While the governor said he would “reject imposing additional income, retirement and sales taxes on the middle class,” his proposal is built around new taxes that would hit middle-class taxpayers, including a tax on e-cigarettes, an increase in the cigarette tax and a statewide tax on plastic bags similar to the one in place in Chicago.
Pritzker’s proposal estimates $402 million in new revenue from sports betting, legalized marijuana and a new statewide nickel-per-bag tax on plastic bags, a levy that could come on top of Chicago’s 7-cent bag tax.
He is also backing a 32-cent-per-pack increase in the current $1.98-per-pack cigarette tax that would raise an additional $55 million. The cigarette tax was last raised in 2012 when it was 98 cents per pack.
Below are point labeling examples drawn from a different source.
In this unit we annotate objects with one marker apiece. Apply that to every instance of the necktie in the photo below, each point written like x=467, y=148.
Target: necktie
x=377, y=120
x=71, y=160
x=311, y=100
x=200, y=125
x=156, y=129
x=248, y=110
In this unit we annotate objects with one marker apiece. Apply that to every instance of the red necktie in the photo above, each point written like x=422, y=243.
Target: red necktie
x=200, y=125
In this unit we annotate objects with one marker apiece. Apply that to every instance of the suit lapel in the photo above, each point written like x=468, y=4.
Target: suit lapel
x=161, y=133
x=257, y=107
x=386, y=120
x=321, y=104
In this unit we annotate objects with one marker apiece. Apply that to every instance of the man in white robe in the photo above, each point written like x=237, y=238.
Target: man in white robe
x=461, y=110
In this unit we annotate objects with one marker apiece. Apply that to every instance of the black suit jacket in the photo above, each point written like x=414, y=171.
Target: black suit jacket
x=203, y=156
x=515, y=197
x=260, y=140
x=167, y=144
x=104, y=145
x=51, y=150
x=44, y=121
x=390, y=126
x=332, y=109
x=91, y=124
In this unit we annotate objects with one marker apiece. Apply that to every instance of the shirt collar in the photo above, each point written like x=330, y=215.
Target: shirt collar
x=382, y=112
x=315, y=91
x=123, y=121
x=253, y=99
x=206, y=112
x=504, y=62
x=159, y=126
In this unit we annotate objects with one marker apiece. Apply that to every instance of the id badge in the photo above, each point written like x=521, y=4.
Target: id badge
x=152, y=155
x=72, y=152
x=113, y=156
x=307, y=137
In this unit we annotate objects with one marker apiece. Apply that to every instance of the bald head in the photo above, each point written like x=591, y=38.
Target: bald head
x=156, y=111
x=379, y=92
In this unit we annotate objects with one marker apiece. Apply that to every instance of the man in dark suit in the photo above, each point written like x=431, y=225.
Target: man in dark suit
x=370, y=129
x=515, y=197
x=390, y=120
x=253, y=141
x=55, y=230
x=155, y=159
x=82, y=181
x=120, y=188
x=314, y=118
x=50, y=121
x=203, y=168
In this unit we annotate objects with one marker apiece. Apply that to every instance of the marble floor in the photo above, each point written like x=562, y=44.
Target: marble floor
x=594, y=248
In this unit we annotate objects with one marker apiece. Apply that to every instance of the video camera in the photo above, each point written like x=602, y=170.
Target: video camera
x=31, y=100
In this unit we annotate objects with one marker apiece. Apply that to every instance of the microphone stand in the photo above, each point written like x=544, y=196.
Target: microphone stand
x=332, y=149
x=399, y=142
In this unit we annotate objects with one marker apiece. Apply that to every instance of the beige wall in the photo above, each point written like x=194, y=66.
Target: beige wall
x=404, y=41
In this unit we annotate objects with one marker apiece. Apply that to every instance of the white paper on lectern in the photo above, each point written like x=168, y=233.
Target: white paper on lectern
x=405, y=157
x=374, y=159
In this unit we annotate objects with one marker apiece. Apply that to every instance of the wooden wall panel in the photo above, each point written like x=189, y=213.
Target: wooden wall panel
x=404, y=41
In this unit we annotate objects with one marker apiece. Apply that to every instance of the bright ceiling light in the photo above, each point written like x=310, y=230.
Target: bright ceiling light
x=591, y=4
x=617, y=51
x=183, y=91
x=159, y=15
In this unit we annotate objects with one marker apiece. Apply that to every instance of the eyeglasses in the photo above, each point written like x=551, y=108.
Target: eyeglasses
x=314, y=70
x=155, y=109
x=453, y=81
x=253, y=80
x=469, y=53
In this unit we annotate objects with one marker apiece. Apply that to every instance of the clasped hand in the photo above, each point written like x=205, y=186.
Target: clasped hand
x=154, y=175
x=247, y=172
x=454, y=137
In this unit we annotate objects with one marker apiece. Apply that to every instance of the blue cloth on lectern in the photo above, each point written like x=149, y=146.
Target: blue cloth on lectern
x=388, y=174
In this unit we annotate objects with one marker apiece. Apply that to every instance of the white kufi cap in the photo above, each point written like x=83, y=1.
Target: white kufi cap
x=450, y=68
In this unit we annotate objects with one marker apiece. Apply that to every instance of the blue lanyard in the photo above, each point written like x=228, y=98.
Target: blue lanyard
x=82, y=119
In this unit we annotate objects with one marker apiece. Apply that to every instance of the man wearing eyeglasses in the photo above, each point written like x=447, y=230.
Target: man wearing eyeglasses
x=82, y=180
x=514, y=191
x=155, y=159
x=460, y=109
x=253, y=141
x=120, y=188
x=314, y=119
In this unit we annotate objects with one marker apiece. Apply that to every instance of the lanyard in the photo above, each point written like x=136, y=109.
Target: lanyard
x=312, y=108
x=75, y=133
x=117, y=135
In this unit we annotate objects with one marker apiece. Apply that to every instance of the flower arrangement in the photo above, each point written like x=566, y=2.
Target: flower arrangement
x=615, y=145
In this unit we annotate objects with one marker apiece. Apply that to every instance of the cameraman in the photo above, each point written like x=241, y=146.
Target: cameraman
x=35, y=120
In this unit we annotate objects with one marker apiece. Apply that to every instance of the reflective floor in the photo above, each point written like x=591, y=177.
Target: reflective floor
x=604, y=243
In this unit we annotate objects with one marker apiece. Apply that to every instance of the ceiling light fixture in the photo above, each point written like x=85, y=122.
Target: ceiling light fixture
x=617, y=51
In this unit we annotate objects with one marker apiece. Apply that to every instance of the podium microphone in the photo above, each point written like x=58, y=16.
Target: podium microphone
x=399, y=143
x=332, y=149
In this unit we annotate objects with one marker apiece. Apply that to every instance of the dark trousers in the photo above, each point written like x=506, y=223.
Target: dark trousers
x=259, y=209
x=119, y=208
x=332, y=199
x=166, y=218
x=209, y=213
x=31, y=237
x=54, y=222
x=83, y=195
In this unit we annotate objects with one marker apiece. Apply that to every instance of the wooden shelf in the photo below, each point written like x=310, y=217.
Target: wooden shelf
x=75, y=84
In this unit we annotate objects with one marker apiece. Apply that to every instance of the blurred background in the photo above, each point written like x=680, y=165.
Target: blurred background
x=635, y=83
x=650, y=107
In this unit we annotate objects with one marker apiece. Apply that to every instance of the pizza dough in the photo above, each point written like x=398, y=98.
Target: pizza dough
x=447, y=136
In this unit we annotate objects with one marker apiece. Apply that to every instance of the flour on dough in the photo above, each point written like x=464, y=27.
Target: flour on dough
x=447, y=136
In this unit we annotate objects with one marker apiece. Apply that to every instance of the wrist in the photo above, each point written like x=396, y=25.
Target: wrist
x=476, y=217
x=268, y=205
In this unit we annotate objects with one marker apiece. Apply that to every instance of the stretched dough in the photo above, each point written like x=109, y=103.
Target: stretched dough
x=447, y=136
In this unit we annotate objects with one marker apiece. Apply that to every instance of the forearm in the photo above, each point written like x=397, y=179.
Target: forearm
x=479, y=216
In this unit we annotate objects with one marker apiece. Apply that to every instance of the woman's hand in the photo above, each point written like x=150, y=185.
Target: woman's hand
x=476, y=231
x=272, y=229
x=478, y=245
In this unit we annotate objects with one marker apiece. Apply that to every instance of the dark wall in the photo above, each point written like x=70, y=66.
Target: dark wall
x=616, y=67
Applying the state’s wholesale tobacco tax to e-cigarettes would generate an additional $10 million.
Pritzker would generate an additional $89 million from a higher tax structure on successful video gaming terminals; $75 million by reducing a deduction retailers take for collecting state sales taxes; $94 million by decoupling the state income tax from a federal tax break for foreign income; $175 million from an amnesty-type program for delinquent tax filers; and $6 million by phasing out a private-school scholarship tax credit program enacted as part of a plan to improve public school funding.
Pritzker also would enact an assessment program on managed care insurance organizations to generate $390 million for Medicaid funding.
Those proposals alone would generate nearly $1.3 billion, Pritzker’s budget office anticipates.
On top of that, as part of a multipronged, multiyear effort to deal with the state’s massive unfunded pension liability, Pritzker would save $878 million in the next budget year by extending the state’s required pension payment schedule by seven years.
Together, the governor’s revenue proposals and the lower pension payment would fill nearly $2.2 billion of the state’s $3.2 billion budget hole. The remaining $1 billion would come from a variety of sources, including “natural revenue growth” as a result of a stronger economy and the minimum wage increase that takes effect Jan. 1, and transfers of cash from other state funds, Pritzker spokeswoman Jordan Abudayyeh said in an email.
Critics immediately assailed Pritzker’s proposal on extending the pension payment schedule as a repeat of the policy from past years of kicking the can down the road that increased the pension debt exponentially.
House Republican leader Jim Durkin of Western Springs called the governor’s proposal a return “to the bad years of 20 years ago where we shortchanged pension systems.”
“That is what got us into our problems with the pension systems today,” he said.